I wanted to stay in for recess and read, but they wouldn't let me. So I read under a tree instead. A little girl chased me around and hit me and I figured out she was just lonely so I negotiated with her and told her I'd be her friend and play with her once in awhile (1st grade?). So she stopped trying to hit me. And I played with her only when I couldn't get out of it. I usually only had one friend a year and didn't get along with a lot of kids.

In early elementary, I convinced an boy a few years older than me on my bus that I had a twin and I'd pretend to be a different girl every time. I think I even gave my twin a British accent. I don't know why on earth he'd believe me but I'm 99% sure he did.

I read under a desk the whole time and started writing a novel in 4th grade. I lost the notebook, though. My teacher in 4th grade called me "morbid" because I kept reading ghost stories. I remember always reading in my desk in 4th grade and she sometimes made me stop. I think she was mostly letting me get away with it because I had straight As, except in conduct. I always had Cs in conduct.

I didn't care about math, but somewhere in middle school I ran into something I didn't intuitively understand and I remember crying a lot to my dad. I think it was pre-algebra and I'd missed some days of school. After that I thought I was very stupid and just couldn't do math. I know now it isn't true.
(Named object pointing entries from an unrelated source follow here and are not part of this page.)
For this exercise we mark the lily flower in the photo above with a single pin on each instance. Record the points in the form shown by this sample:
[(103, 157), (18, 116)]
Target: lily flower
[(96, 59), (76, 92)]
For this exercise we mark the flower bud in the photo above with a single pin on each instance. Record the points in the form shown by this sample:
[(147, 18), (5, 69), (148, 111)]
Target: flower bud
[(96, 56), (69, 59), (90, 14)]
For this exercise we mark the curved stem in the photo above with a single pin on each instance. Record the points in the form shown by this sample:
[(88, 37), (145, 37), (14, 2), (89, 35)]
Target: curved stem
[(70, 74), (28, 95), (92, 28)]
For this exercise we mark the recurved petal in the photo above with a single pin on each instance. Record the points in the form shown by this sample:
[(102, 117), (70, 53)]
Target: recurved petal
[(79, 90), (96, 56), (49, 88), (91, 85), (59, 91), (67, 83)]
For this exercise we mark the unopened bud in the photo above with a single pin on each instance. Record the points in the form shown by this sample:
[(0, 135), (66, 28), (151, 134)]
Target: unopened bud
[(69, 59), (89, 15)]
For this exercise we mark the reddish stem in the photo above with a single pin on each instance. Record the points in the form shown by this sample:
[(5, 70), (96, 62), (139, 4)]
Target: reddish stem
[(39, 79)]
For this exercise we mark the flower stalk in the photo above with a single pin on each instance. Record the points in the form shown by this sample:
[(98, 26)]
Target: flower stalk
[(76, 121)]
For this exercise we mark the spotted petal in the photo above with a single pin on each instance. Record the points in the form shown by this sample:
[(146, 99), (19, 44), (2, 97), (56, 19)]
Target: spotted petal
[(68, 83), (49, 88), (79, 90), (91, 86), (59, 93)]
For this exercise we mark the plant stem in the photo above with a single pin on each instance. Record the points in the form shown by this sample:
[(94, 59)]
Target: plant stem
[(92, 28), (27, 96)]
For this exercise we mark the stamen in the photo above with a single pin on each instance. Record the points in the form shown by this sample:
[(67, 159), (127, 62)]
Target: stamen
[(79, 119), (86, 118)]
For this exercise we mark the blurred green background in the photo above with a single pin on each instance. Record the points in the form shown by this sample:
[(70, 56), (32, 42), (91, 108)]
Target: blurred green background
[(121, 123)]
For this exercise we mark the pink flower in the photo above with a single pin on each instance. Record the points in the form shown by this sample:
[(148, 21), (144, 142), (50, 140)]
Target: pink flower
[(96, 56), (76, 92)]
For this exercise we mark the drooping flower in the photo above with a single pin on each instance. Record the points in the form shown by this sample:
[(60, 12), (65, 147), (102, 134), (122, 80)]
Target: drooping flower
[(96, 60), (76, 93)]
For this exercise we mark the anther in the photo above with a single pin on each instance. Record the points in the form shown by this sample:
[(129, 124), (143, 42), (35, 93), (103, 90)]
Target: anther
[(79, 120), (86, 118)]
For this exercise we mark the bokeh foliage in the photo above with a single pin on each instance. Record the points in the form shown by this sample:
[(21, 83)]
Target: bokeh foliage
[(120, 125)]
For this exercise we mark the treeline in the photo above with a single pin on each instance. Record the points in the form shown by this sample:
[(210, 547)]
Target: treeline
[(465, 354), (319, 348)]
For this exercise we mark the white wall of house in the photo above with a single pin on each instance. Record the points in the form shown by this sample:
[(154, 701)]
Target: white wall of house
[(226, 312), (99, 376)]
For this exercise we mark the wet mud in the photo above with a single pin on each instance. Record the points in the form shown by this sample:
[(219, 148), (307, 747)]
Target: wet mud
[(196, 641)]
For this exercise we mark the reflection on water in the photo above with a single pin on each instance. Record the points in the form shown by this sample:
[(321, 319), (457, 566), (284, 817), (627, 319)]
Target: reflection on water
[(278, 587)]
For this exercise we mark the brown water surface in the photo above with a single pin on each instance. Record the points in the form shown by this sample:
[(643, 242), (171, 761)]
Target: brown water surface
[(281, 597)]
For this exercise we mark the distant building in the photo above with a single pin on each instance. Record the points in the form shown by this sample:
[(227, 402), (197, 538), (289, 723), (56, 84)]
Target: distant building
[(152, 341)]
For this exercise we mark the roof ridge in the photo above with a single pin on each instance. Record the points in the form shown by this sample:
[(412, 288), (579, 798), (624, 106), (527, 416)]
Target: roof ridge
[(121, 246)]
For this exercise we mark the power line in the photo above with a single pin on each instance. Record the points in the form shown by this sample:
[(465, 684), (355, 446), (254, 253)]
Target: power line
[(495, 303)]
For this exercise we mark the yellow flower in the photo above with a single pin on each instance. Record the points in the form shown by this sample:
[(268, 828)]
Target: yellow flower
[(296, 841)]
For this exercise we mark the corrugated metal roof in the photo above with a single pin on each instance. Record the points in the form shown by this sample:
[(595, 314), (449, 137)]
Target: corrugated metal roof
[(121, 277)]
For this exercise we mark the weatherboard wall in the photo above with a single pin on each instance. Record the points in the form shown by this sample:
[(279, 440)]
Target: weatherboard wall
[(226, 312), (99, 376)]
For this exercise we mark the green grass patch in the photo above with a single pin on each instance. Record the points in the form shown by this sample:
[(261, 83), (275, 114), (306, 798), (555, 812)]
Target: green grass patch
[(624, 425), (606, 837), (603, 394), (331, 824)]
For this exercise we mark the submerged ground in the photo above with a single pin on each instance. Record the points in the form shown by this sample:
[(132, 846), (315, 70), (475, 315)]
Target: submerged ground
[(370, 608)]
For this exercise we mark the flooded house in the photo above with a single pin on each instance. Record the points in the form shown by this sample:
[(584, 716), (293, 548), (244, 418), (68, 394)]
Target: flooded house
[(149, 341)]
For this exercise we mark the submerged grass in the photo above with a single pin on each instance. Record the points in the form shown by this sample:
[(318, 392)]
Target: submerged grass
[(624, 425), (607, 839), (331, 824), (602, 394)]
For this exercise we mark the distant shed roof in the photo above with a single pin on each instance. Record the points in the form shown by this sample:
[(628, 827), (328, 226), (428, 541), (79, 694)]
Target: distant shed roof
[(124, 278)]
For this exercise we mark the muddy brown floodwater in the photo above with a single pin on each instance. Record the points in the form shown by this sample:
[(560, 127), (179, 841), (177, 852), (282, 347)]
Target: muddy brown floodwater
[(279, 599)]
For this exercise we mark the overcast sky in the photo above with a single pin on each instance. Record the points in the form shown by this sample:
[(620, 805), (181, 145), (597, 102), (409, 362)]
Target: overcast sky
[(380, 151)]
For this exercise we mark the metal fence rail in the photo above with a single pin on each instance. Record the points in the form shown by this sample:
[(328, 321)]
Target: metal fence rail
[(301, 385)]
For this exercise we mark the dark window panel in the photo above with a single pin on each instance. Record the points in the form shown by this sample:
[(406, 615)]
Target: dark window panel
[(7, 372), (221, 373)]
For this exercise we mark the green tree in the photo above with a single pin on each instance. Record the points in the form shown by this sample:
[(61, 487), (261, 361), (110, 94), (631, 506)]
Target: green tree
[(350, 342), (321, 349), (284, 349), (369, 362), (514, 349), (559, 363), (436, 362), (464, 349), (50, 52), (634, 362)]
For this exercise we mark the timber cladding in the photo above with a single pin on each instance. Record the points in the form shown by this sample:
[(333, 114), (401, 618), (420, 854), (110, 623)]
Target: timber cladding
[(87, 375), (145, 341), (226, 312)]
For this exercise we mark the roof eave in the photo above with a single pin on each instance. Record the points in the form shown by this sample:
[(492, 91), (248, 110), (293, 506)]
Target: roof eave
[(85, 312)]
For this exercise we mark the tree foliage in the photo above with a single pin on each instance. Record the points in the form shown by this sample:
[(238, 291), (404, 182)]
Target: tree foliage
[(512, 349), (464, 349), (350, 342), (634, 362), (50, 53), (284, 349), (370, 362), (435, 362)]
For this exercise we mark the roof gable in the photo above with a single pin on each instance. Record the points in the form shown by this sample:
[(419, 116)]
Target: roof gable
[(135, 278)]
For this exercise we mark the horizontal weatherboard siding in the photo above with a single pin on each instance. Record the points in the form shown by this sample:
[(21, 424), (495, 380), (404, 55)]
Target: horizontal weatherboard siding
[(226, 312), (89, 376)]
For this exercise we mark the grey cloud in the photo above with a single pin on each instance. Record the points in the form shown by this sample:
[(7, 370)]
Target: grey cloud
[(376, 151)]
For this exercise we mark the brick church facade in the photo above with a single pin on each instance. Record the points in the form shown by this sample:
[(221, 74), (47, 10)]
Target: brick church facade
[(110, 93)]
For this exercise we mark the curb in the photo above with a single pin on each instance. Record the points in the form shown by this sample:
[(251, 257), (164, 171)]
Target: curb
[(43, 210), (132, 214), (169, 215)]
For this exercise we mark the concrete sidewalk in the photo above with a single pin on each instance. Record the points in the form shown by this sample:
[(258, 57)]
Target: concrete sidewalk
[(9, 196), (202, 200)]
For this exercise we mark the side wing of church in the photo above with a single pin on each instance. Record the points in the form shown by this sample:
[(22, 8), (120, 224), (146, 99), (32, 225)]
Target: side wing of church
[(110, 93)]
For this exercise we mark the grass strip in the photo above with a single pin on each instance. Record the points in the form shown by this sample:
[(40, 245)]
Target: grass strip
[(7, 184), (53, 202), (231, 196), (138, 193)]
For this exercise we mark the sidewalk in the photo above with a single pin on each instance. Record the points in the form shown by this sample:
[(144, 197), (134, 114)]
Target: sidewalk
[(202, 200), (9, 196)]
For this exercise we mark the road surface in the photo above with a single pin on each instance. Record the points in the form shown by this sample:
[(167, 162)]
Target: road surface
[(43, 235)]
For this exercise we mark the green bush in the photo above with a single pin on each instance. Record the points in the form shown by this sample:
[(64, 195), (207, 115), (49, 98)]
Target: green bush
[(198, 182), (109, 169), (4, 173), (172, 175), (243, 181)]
I learned it all easily and fast in college when I started from scratch.

I was tested for gifted and my mom thinks they kept me out because the district would have been required to hire a new teacher and open a second class if I got in. I got my scores back awhile ago and they were added together wrong, but either way, it seems I missed by a few points.

I was looking at some standardized test scores from 4th or 5th grade and I think they placed me at high school level for almost everything. I don't know if that is even accurate, though?

I started talking back to the teachers by 5th grade and when they opened up the advanced middle school classes to anyone with a B or better, I just gave up entirely. The promise of those classes (by my mom) was the only thing that kept me making A's during elementary. My mom kept telling me it would get better in middle school if I worked hard and made it into the highly selective class.

Anyway, there is my story. My husband and I are very set on homeschooling our child(ren) and my DD is hitting milestones much faster than either of us did.

Last edited by islandofapples; 02/19/12 09:27 AM.